Francesca flushed angrily.

Max didn't want to piss her off too much, in case she clammed up. He moved it along:

"What happened on the day of the kidnapping?"

She stubbed out her cigarette and lit another almost immediately.

"It was on the morning of Charlie's third birthday. You could see the American warships that were bringing the invading troops, right there on the horizon, opposite Port-au-Prince harbor. Everyone was saying the Americans were going to bomb the National Palace. There was rioting and looting going on in Port-au-Prince. People would leave their homes in the mountains and walk down to the city with carts and wheelbarrows to carry the stuff they were looting from shops and houses in the capital. It was anarchy.

"You'd know how bad it was by smelling the air. If you picked up the smell of burning rubber, it meant looting and rioting was going on. Protesters closed off roads with barricades of burning tires. Sometimes you could look out and see these two or three columns of thick black smoke stretching all the way from Port-au-Prince up to the sky. That would mean it was really bad.

"And it was really bad when we drove into town in the bulletproof SUV that morning. Rose was sitting in the front with Eddie Faustin. I was sitting in the back with Charlie. He was happy. He let me play with his hair. I was running it in and out of my fingers. We were going to the Rue du Champs de Mars, not too far from the National Palace.

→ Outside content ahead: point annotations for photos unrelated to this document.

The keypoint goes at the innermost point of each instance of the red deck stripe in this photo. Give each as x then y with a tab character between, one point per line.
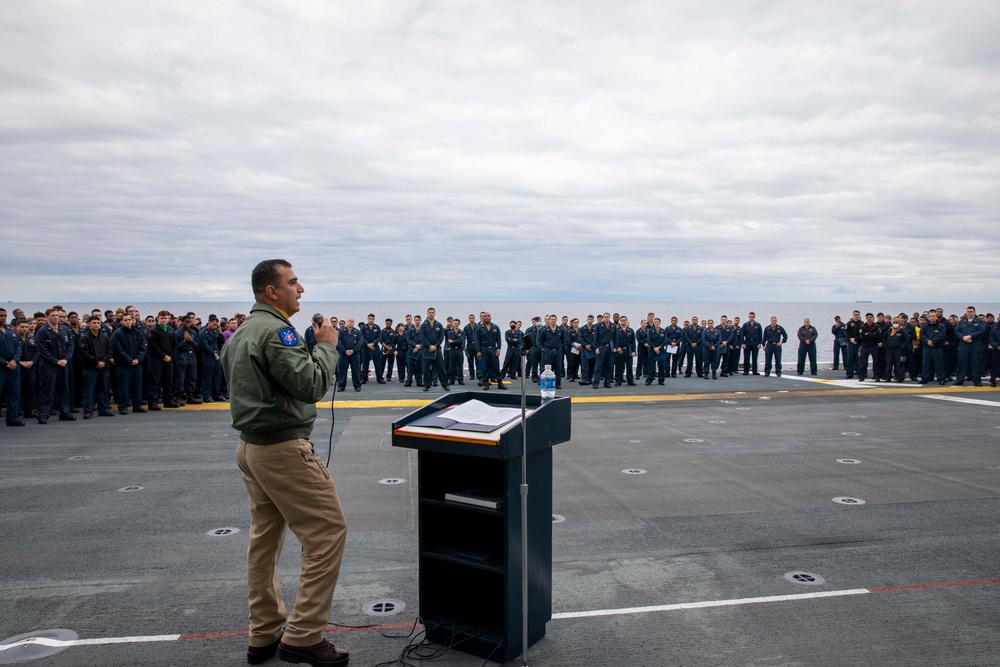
332	628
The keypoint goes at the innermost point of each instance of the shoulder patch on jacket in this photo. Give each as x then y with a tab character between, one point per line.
288	337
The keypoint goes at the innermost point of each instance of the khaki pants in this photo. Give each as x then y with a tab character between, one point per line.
289	485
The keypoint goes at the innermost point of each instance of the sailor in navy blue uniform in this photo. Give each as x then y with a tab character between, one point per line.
10	373
674	338
432	339
487	346
388	342
550	339
575	350
711	340
994	346
640	349
351	343
211	369
807	335
511	361
28	364
753	336
869	336
896	343
371	350
692	338
839	333
55	354
624	351
735	345
603	362
656	355
933	336
853	349
455	344
414	362
725	330
128	346
186	366
588	350
774	337
470	352
970	331
535	355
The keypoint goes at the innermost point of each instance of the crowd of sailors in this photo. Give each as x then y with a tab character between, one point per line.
59	363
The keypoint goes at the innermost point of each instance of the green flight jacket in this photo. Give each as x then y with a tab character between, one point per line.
274	382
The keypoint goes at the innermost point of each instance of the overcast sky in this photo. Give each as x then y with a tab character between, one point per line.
703	150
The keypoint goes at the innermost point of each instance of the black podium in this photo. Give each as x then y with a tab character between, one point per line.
470	554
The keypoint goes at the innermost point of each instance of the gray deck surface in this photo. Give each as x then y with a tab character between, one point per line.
737	492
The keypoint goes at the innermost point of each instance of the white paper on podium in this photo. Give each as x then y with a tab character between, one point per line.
477	412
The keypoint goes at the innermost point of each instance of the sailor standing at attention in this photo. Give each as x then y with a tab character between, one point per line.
774	338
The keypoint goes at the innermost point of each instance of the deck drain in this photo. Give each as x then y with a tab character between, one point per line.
805	578
384	607
33	645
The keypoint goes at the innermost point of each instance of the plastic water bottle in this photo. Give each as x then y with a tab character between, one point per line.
547	383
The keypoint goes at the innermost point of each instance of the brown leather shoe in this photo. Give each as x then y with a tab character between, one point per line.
323	654
257	655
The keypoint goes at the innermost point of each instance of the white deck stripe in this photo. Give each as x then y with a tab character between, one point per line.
959	399
710	603
64	643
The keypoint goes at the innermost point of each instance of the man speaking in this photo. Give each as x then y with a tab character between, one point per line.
274	384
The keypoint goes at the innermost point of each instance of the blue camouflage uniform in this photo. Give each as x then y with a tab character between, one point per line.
10	378
128	345
54	345
371	334
711	341
969	353
487	346
211	369
656	354
773	335
432	335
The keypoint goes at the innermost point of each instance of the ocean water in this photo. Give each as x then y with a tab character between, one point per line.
789	314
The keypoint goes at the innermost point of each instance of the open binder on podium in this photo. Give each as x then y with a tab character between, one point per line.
470	532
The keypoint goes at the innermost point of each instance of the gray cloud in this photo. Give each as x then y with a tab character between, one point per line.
782	150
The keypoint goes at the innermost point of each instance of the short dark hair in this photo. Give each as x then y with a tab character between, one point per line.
265	274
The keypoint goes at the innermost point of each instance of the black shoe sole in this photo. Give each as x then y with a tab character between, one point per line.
293	657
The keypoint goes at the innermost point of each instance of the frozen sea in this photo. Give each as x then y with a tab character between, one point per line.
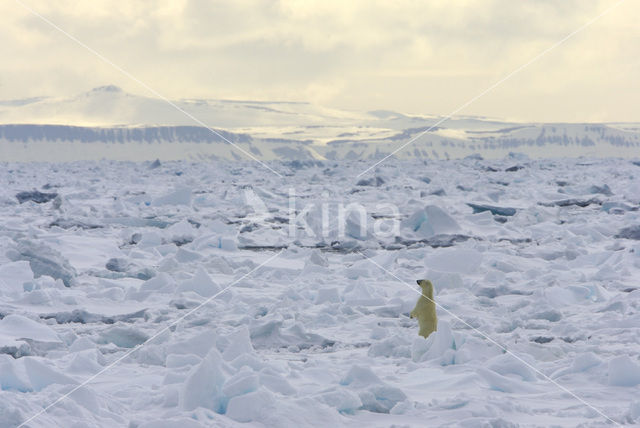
199	294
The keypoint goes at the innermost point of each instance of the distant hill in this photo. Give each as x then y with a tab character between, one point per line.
107	122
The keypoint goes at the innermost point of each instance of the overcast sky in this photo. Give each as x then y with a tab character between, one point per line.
423	57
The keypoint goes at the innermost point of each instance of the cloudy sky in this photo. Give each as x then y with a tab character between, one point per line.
424	57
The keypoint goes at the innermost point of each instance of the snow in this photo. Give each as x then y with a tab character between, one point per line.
320	335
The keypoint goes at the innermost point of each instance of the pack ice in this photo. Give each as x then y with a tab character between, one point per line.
198	294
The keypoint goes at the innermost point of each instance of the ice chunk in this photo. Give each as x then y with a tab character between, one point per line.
581	363
45	261
341	399
12	375
381	398
243	382
276	383
239	343
124	337
271	333
504	211
201	283
360	376
181	196
199	345
329	295
186	256
376	181
13	276
455	260
203	387
316	258
181	232
507	364
35	196
631	232
253	406
623	371
14	327
41	375
394	346
430	221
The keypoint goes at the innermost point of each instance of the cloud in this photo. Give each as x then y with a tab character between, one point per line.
420	57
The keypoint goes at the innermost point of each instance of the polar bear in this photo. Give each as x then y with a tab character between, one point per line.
425	309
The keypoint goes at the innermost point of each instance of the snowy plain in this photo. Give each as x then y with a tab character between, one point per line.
536	266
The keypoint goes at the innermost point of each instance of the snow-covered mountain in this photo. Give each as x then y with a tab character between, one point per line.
107	122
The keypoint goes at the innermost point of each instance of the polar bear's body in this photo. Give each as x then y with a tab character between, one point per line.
425	310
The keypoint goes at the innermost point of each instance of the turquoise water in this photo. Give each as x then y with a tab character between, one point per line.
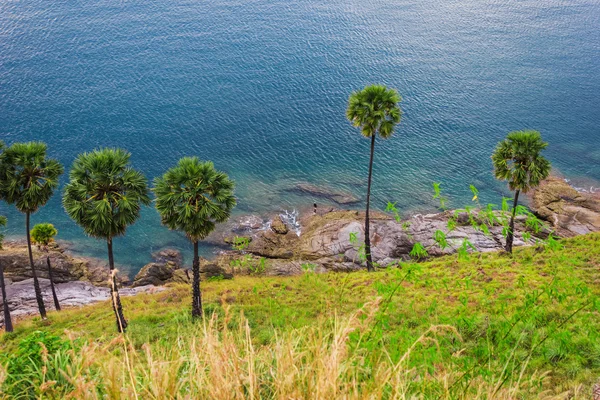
260	87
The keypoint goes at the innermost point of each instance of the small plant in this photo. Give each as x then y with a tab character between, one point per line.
391	207
309	267
463	250
440	239
418	251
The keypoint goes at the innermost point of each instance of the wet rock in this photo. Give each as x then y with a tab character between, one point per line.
570	212
22	302
278	226
65	268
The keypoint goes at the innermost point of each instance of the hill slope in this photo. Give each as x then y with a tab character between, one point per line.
489	326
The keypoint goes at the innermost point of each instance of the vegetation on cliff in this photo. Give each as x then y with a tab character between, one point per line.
491	325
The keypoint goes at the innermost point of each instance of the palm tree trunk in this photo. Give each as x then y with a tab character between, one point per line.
7	320
511	229
367	230
56	303
114	291
36	283
196	295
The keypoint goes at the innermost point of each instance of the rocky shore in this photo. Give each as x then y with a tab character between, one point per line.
328	240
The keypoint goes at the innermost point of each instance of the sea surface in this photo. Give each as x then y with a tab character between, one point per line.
260	87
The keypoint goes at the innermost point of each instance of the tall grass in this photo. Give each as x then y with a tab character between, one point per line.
220	361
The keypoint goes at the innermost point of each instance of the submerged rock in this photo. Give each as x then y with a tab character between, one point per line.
342	198
278	226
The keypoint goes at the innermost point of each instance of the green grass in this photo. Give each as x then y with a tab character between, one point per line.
534	314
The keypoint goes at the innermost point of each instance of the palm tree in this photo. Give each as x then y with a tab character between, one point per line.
517	159
374	110
43	235
28	181
7	321
193	197
104	196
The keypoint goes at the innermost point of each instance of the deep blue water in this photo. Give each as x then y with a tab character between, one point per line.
260	87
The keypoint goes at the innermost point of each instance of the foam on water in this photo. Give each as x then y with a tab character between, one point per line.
261	88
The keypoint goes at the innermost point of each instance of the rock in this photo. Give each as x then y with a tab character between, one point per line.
168	256
167	268
65	268
278	226
342	198
210	269
570	212
21	295
155	274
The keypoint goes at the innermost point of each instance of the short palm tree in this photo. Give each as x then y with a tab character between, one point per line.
517	159
28	181
193	197
374	110
104	196
7	321
43	235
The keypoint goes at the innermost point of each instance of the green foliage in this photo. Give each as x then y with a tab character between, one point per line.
2	224
193	197
440	239
463	250
375	110
527	326
27	177
309	267
418	251
391	207
43	234
39	358
517	159
104	194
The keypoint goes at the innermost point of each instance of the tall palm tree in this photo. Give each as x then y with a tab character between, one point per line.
104	196
374	110
7	321
28	181
193	197
43	235
517	159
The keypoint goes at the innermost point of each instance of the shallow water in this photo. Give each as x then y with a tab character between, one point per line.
260	87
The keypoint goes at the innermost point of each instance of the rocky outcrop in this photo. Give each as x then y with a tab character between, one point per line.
342	198
65	267
278	226
168	268
21	295
570	212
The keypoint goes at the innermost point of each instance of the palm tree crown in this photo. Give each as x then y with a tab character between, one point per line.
193	197
28	177
375	109
517	159
104	194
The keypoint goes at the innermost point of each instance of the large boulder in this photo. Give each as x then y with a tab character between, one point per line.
167	268
65	267
570	212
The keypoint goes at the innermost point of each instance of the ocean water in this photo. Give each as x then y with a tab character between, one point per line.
260	87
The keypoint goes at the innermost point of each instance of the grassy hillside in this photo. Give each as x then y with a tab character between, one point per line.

"It was very very dangerous in town that day. Constant gunfire. I lost count of the bodies we passed in the streets. Faustin said we needed to stop somewhere secluded and wait for the shooting to stop, so we parked in the Boulevard des Veuves. It's usually packed, but that day it was deserted. I knew something was very wrong with Faustin. He was sweating a lot and he'd been looking at me in the rearview mirror the whole drive down.